Novels and films have filled us with possibilities of historical events since the first written words appeared and images on celluloid blasted across movie screens. They give us the opportunity to make the impersonal facts personal, to insert characters into a story filled with what ifs rather than just the facts. Some work, some don’t, but most fall somewhere in between. Such is the case with THE EXCEPTION.
Jai Courtney stars as Capt. Stefan Brandt, a WWII German officer assigned the task of security for Kaiser Wilhelm II (Christopher Plummer) now safely ensconced in Holland. Brandt is given the assignment in lieu of a reprimand for an event we are not yet aware of as the film begins. The Germans have invaded the Netherlands and the location of the Kaiser is now under their jurisdiction, thus Brandt’s assignment.
When he arrives Brandt is instructed on how things operate here. The belief is that one day Wilhelm will return to the throne and become king once again. He is still treated as royalty, which he is, and all around him caters to that position. One of the earliest instructions Brandt is given is to never associate with the help.
Of course he ignores this instruction the first night when an invitation to dinner the next night is delivered by one of the maid, Mieke (Lily James). Before dismissing her Brandt orders her to strip and has sex with her. Mieke complies without comment and leaves when done. An attraction between the two forms and they meet behind closed doors and in secret from there on.
As all of this unfolds at the home of the Kaiser, Gestapo agents in town are seeking a British secret agent rumored to be in town. Scanning with electronic equipment they have narrowed down where orders are coming from via Morse code but haven’t pinpointed it yet.
As things progress and Brandt comes to know the Kaiser for who he really is, various items are revealed to the viewer. What was the affront committed by Brandt? Who is the British spy most likely located within the Kaiser’s staff or on his grounds? And does loyalty to one’s country mean loyalty to one’s leaders?
All things come to a head when a visit by Heinrich Himmler is announced. Himmler informs the Kaiser that he is needed to return to Berlin in the coming days with the intent of placing him back on the throne. In secret he lets the local Gestapo head and Brandt know that this is just a ploy to root out those who still support the Kaiser. The plan sets in motion events that the story has led to at a faster pace.

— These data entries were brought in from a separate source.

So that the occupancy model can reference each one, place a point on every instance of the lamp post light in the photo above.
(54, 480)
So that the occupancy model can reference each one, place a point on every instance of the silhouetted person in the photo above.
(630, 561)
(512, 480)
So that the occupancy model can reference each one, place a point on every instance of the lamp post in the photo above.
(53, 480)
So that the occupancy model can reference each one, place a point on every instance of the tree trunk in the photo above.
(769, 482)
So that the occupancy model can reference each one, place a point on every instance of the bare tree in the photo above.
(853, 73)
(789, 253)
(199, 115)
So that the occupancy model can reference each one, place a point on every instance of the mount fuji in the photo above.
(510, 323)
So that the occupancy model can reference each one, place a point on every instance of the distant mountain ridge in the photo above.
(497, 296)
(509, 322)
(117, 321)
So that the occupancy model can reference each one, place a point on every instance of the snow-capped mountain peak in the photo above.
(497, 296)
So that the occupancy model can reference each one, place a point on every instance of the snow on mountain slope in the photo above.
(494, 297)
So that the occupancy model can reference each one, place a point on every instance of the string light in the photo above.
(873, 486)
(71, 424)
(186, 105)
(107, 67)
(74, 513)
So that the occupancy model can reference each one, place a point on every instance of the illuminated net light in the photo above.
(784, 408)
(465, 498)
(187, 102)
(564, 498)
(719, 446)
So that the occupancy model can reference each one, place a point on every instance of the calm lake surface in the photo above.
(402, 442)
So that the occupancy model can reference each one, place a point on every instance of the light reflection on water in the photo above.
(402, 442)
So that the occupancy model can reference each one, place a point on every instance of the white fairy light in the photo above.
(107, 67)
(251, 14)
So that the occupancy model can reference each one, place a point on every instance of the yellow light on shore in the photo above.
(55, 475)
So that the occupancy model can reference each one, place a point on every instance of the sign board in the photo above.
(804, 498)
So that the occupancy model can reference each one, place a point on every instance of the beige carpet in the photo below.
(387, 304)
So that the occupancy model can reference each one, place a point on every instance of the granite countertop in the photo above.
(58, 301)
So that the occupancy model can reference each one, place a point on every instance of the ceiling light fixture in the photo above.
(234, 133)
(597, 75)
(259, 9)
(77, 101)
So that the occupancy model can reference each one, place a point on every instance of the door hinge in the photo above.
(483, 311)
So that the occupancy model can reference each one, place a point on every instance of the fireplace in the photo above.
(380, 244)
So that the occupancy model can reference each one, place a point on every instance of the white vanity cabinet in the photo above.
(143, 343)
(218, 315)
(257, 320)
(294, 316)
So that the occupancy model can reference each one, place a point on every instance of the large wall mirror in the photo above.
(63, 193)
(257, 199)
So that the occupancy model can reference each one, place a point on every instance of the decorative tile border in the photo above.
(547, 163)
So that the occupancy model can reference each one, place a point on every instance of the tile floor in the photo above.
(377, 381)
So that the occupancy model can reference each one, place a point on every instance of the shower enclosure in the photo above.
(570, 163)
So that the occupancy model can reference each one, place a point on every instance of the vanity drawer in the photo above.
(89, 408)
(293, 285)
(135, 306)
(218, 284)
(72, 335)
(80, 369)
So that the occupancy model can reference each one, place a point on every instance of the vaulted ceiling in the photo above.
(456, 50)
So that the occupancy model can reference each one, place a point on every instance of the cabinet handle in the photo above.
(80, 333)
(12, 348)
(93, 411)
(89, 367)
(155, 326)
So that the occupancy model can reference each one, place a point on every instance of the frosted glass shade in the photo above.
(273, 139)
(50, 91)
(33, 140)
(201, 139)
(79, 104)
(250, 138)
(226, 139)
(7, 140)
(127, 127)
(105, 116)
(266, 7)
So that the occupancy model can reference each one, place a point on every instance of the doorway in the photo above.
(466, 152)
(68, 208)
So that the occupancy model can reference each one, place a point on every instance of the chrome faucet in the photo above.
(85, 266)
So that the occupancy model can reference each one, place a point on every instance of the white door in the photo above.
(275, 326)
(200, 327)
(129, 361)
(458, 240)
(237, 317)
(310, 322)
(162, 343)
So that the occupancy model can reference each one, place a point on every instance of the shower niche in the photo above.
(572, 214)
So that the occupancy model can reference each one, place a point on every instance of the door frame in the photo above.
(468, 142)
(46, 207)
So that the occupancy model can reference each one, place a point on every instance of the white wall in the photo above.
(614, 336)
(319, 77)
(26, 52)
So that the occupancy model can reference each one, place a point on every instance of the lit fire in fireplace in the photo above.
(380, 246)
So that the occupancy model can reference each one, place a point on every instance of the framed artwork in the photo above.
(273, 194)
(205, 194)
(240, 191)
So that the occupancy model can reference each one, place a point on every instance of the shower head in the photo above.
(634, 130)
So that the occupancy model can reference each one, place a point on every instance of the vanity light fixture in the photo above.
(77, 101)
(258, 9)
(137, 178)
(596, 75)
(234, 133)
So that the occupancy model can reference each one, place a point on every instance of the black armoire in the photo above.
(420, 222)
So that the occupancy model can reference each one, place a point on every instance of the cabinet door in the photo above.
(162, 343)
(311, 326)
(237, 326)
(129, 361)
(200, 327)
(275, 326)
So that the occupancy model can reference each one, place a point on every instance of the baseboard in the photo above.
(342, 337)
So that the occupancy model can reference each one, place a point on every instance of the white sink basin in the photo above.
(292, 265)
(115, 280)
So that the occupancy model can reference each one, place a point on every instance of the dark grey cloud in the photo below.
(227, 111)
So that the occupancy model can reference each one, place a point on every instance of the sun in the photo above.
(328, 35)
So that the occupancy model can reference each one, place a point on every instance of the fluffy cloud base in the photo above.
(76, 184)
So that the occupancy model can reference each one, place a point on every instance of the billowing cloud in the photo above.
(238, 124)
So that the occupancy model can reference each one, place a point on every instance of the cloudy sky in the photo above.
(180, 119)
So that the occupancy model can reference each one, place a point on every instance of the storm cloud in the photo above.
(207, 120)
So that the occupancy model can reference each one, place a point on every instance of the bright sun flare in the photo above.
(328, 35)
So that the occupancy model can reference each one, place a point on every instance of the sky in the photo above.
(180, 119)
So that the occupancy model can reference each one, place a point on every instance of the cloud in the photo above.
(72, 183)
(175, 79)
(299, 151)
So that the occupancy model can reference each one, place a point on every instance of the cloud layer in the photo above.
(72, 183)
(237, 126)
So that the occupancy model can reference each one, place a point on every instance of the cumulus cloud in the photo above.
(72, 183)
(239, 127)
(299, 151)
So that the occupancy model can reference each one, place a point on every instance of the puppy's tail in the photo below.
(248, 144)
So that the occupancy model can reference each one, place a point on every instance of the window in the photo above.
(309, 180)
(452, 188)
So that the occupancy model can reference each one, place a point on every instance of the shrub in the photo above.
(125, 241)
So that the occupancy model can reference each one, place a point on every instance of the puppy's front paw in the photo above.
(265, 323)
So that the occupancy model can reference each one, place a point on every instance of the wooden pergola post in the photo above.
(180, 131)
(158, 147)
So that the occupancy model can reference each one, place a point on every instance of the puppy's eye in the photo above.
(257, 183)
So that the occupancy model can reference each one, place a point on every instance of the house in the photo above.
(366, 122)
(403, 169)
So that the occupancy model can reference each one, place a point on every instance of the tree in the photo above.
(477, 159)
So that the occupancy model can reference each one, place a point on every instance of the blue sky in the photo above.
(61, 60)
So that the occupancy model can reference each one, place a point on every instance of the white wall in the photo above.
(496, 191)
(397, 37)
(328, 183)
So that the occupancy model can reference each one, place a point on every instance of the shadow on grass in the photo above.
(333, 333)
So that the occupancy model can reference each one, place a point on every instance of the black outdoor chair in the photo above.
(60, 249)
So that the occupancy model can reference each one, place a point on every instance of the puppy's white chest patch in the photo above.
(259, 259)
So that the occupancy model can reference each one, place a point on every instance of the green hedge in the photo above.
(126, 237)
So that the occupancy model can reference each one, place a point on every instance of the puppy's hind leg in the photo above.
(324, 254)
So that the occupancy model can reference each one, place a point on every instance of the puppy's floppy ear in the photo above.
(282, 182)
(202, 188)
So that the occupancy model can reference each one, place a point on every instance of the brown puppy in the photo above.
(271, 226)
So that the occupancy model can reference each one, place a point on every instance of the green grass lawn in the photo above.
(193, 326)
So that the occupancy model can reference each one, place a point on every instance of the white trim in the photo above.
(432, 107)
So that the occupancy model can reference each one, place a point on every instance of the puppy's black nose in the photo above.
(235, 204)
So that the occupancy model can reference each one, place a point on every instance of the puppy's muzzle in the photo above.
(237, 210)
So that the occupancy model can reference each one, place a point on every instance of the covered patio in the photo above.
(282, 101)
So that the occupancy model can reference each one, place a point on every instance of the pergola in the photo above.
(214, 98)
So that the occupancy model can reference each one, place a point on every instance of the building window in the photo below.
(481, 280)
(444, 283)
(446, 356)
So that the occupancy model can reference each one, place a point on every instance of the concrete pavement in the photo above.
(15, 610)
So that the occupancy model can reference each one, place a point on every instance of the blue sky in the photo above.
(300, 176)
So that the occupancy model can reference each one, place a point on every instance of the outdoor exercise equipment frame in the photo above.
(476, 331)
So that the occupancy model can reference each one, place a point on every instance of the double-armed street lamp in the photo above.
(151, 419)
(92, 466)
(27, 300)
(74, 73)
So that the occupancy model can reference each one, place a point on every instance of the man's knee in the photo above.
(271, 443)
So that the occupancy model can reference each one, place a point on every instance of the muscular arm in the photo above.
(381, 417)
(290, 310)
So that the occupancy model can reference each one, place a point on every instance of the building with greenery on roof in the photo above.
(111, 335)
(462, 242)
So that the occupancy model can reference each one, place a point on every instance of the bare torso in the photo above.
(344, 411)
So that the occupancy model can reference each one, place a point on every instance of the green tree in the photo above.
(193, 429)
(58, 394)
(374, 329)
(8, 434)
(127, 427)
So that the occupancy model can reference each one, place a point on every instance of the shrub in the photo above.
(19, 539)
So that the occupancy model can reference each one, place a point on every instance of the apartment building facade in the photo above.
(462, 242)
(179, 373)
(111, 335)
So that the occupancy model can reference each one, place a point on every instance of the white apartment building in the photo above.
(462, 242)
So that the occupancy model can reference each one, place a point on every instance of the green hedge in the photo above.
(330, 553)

The movie is well made on a technical level. Well shot and staged with solid directing of all involved makes the movie easy to watch. The sets and costuming are well done here, creating a movie that makes us feel we are there rather than one where spotless uniforms are the rule of the day ruining any sense of reality.
All of the actors involved do a tremendous job. Courtney stands out offering a low key approach to his character. I feel as if all other films I’ve seen him in have presented him in an over the top style. Here he plays Brandt as a man thinking and feeling instead of a blustering take charge man. James also does a good job here as Mieke, a woman who is torn as to what to do. And Plummer as always turns in an excellent portrayal of his character.
My only problem with the film lies in the relationship between Brandt and Mieke, at least at first. It begins almost immediately in the film and is so abrupt as to make it the one unbelievable moment in the film. Their first time alone together, while not violent, actually amounts to a rape and yet they fall for one another. I found that difficult to believe. To think that they fall in love afterwards is a bit much.
With that exception I found the movie entertaining and interesting. The plot is believable and it may stir up interests for some in what really became of Kaiser Wilhelm II for those who do not know. I know that it did in me. In the meantime the movies offers a bit of escape from a historical perspective and is worth giving a watch.